There now needs to be clear and distinct value propositions for clients, staff and shareholders. The focus becomes the team, productivity and profitability. The firm needs to start saying ‘no’ to non-ideal clients and to ensure people fit their roles, rather than the other way around.
The firm has to transform itself from a team of individual advisers into a standalone branded business that can scale its marketing efforts as an enterprise. This capacity wall requires significant investment – relative to the size of the firm – to advance to the next stage.
Stage 5 – M&A
At this point, growth typically plateaus again. A size wall is hit. Organic growth is insufficient to meet the desired growth rates of all stakeholders.

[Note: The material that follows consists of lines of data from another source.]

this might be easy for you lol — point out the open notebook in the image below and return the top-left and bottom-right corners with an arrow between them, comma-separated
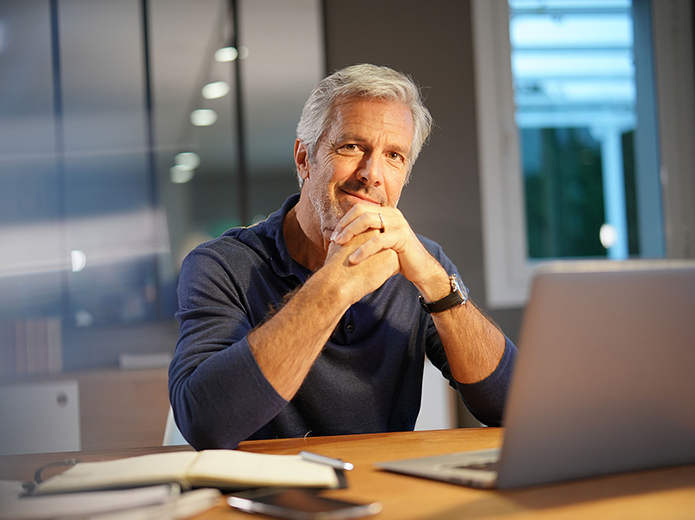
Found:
377,260 -> 695,488
34,450 -> 342,494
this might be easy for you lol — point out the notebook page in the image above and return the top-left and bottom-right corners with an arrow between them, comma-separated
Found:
188,450 -> 340,488
35,452 -> 198,494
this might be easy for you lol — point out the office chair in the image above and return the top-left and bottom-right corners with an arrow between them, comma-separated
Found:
162,406 -> 189,446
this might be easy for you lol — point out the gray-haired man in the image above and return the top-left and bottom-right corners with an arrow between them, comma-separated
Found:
169,64 -> 518,449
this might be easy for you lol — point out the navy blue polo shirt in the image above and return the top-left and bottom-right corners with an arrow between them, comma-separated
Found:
169,194 -> 517,449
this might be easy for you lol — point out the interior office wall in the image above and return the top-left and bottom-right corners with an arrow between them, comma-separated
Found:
323,0 -> 524,342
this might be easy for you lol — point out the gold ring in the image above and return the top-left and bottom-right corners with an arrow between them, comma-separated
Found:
378,213 -> 385,233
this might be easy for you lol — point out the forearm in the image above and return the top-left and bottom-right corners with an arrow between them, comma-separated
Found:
170,267 -> 354,448
247,268 -> 352,400
413,258 -> 506,384
169,244 -> 327,449
170,230 -> 397,448
249,230 -> 398,398
419,264 -> 516,425
432,300 -> 506,383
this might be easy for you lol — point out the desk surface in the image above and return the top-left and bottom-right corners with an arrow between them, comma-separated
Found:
2,428 -> 695,520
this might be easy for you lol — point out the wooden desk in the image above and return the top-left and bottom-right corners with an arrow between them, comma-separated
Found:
2,428 -> 695,519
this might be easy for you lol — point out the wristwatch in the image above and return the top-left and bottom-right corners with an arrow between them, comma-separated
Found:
419,273 -> 469,313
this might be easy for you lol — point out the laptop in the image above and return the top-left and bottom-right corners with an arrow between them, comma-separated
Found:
376,260 -> 695,488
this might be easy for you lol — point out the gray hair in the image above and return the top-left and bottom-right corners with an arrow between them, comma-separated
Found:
296,64 -> 433,187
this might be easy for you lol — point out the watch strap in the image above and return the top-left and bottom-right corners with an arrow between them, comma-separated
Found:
419,274 -> 469,314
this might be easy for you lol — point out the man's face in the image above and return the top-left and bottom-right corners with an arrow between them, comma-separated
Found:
296,97 -> 414,239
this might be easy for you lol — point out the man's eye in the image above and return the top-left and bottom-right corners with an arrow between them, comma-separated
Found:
388,152 -> 404,162
338,144 -> 360,153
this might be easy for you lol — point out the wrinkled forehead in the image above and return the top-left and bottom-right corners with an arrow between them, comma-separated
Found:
324,96 -> 415,147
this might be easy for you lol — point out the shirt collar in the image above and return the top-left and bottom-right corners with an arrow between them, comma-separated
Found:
247,193 -> 310,281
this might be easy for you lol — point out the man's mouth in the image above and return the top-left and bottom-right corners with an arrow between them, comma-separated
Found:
340,188 -> 385,207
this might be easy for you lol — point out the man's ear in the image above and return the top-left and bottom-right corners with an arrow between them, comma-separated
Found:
294,139 -> 310,182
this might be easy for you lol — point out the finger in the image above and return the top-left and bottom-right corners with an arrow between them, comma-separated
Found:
348,233 -> 389,265
327,227 -> 379,259
331,204 -> 369,242
334,203 -> 365,232
333,209 -> 387,245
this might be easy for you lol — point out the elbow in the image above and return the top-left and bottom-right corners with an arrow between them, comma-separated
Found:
170,385 -> 245,450
182,413 -> 244,450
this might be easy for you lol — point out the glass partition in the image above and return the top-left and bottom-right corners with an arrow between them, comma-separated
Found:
0,0 -> 323,376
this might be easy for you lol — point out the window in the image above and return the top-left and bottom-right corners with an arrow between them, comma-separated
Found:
511,0 -> 645,260
472,0 -> 695,308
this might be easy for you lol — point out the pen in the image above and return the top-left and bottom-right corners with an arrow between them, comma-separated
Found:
299,451 -> 354,471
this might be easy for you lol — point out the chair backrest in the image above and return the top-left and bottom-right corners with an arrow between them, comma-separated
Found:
162,406 -> 189,446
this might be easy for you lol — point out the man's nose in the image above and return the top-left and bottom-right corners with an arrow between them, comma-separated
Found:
357,153 -> 384,186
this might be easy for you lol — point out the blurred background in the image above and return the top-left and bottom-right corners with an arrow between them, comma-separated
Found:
0,0 -> 693,453
0,0 -> 322,373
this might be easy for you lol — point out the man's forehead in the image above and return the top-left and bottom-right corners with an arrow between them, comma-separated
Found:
331,95 -> 412,117
326,97 -> 414,145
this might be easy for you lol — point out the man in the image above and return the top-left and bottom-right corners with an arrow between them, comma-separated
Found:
169,64 -> 518,450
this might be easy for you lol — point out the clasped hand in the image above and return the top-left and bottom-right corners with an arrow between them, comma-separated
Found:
326,204 -> 440,302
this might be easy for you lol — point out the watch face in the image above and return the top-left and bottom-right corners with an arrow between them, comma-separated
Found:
451,274 -> 469,303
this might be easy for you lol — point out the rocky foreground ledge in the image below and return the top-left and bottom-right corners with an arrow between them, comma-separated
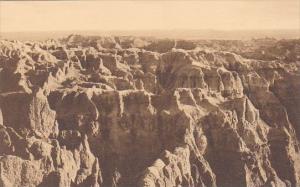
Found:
0,35 -> 300,187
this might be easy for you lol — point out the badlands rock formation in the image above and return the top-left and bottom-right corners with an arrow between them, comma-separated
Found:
0,35 -> 299,187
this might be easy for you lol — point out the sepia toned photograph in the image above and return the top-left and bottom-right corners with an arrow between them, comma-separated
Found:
0,0 -> 299,186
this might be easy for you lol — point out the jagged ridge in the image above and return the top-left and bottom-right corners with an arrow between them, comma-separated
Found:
0,36 -> 300,187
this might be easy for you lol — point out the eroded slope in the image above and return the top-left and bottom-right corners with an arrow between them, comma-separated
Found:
0,36 -> 300,187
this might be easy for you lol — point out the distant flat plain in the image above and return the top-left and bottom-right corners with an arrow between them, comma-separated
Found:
0,29 -> 299,41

Think of the growth rate as a fraction. If the numerator is new business and the denominator is the current size of the firm, eventually the denominator becomes so large that the growth rate can’t help but decline.
Several factors can lead to this wall. The client base may have fully tapped its network for referrals and the number of newer clients is too small to have a lot of prospects to refer. Centre-of-influence referrals that were a healthy contributor to growth at lower AUM don’t even cover a month’s growth at $1 billion. Many of the advisers may be reaching their own individual capacities. And the growth requirements far exceed what a handful of principals/founders alone can sustain.
This size wall for larger advisory firms is more dangerous than the capacity wall for small firms, because the sheer size of the business makes it impossible to simply shift to a low-growth “lifestyle” model, as the lack of attractive career opportunities that growth brings may lead to rising staff turnover. As well, even a small percentage of client attrition can transfer to a significant loss of revenue.
But firms that have been through the earlier stages and have built the systems and processes may now be in a position to seek inorganic growth via mergers and acquisition, and mould a like-minded business (or client base) into their existing systemised operation.
Stage 6 – Integration
At this point, after M&A, integration becomes key. Exercising leadership, vision and values, newly combined firms have to manage competing values, systems and processes, staff responsibilities, cultures, etc.
Marketing becomes truly scaled, built around a centralised and dedicated marketing department, and the business develops real value as an enterprise.
Arguably the largest firms that figure out how to scale their marketing have the greatest growth potential, because this effort cuts the client acquisition cost that are the greatest growth barrier for most firms.
While firms exist at all these stages, those that push past the sole practitioner phase raise the stakes for themselves.
While it’s feasible to convert an individual practice into a lifestyle, it’s not feasible to do so as a multi-adviser practice. Different partners may have different goals and even if they are content with where the business is at, chances are staff may not. In other words, growth becomes necessary for the firm’s own sustainability.
On the plus side, there is the potential to build an enterprise with extraordinary business value, which is the compensation embedded in the risks of getting stuck behind a wall. In the US, many of the largest firms achieve such scale and efficiencies that they seem to even be out-competing firms from all the prior stages, raising the question of whether the landscape for advisory firm growth itself will shift in the coming years as more and more firms make it into the final stage.
For now, ceilings are the reality. No matter when they hit in your lifecycle, they will appear insurmountably difficult to overcome. Expect them, anticipate them, and know how to break through the wall – if you want to.